Eric Essono Tsimi, universitaire et écrivain, partage ses réflexions sur la situation politique en Afrique, en particulier au Gabon, et sur les relations entre la France et les pays africains.
Fin des régimes granitiques
Essono Tsimi estime que l’accession du général Nguema au sommet du Gabon marque la fin des régimes autoritaires en Afrique. Il met en garde contre la simplification de la politique africaine en la réduisant à une opposition entre ceux qui soutiennent la France et ceux qui s’y opposent. Il souligne que les dirigeants africains ont leurs propres motivations et alliances.

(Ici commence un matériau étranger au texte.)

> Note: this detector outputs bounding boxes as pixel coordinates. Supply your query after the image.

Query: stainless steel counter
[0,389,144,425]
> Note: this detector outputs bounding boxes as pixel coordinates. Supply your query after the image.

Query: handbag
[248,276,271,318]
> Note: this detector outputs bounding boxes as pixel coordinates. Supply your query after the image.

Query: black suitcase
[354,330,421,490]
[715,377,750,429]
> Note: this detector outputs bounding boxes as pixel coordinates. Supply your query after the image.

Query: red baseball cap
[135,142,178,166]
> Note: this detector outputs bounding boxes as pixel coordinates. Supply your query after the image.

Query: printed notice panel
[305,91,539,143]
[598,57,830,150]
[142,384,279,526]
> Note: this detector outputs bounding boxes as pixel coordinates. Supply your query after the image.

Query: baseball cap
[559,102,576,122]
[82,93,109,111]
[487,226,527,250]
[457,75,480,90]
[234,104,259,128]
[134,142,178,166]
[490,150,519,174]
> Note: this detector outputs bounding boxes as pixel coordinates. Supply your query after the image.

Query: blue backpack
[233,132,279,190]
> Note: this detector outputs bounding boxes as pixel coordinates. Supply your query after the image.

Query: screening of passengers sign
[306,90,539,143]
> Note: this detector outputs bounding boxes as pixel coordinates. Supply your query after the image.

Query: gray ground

Risque pris par le nouveau leader gabonais
Il salue le fait que le général Nguema prenne des risques en s’opposant à d’autres dirigeants africains, notamment le président du Tchad et le président du Cameroun, Paul Biya, qui est au pouvoir depuis longtemps. Il estime que la politique française en Afrique est basée sur le refus de la repentance, le refus de quitter l’Afrique et le refus des réparations et des restitutions, mais qu’une telle position n’est pas viable à long terme.
Situation au Niger
Eric Essono Tsimi soutient que ce qui se passe au Niger est une tentative de recolonisation avortée et que si le Niger demande à la France de partir, la France devrait respecter le droit international et partir.
Solidarité africaine
Il appelle à la solidarité entre les pays africains pour lutter contre l’emprise française et aider les pays comme le Niger, le Burkina Faso et le Mali. Il souligne que l’objectif ne devrait pas seulement être la démocratie, mais aussi l’avènement de nouveaux dirigeants qui reflètent les aspirations de la jeunesse africaine.
Ci-dessous, l’intégralité du texte
Le Gabon, un mauvais putsch ?
C’est un peu rapide de classer ce putsch comme étant un “arrangement”. L’histoire nous enseigne que les créatures échappent trop souvent à leurs créateurs, et quelle que soit la manœuvre derrière l’accession du général Nguema au sommet du Gabon, c’est la fin des régimes granitiques; c’est un piège de croire que si une personnalité se démarque et ne ferme pas les frontières, ni n’est hostile au président Macron (qui mérite tout le mépris du monde) elle est forcément à la solde de l’Elysee. Dans ses discours il cite plus volontiers les USA comme exemple donc encore une fois c’est pas aussi simple son alignement, même Ali Bongo essayait déjà à sa façon de s’éloigner Paris, il n’y a rien à faire donc la Francafrique est à l’agonie.
Le nouvel homme fort gabonais prend beaucoup de risques, c’est à mettre à son crédit, il n’hésite pas à s’attaquer frontalement à son homologue putschiste du Tchad et même au président camerounais qui est ne l’oublions pas à la tête de la plus longue transition de l’histoire. Arrivé pour remplacer Ahidjo, Paul Biya a ensuite régulièrement changé de constitution, et imposé à son peuple des mandats illimités de plus en plus longs.
La politique de la France en Afrique repose sur deux ou trois refus, trois piliers philosophiques: 1. Le refus de la repentance 2. Le refus de quitter l’Afrique (la laisser respirer). 3. Le refus des réparations et des restitutions (y compris des territoires qu’elle a illégalement naturalisés, cf. Conflits avec Madagascar ). Cette position de cow-boy n’est pas tenable sur le long terme, soixante millions de français ne peuvent pas soumettre deux milliards de personnes en Afrique.
Ce qui se passe au Niger est soutenu par la propagande du Monde et certaines organisations internationales, c’est un cas de recolonisation avortée qui visait le Sahel. La colonisation d’il y a un siècle a eu lieu grâce à divers mécanismes -puissance militaires, missions scientifiques ou religieuses, traités, arrangements diplomatiques multilatéraux (Nations Unies)-. Si le Niger demande à la France de partir, elle doit plier bagages et partir, il ne s’agit pas pour elle de reconnaître un gouvernement ou un régime mais d’avoir une posture d’Etat respectueux du droit international.
Nous devons aider le Niger, le Burkina, le Mali. A combattre parce que nous sommes au Cameroun, au Sénégal, en Côte d’Ivoire le noeud gordien de cette emprise maléfique. En Afrique centrale, avec le Gabon et le Tchad, on a des coups d’Etat au rebond, des putschs au seuil, liminaux, il y a donc une méfiance légitime chez ceux qui rêvent d’une vague decoloniale avec des Assimi Goita ou Ibrahim Traoré partout… En Afrique centrale jusque-là ils arrivent comme des coups d’état de neutralisation de possibles successions démocratiques. Le plus important n’est pas la démocratie en soi mais l’avènement d’hommes et de femmes nouveaux qui reflètent les aspirations de la jeunesse à être maîtresse de ses ressources.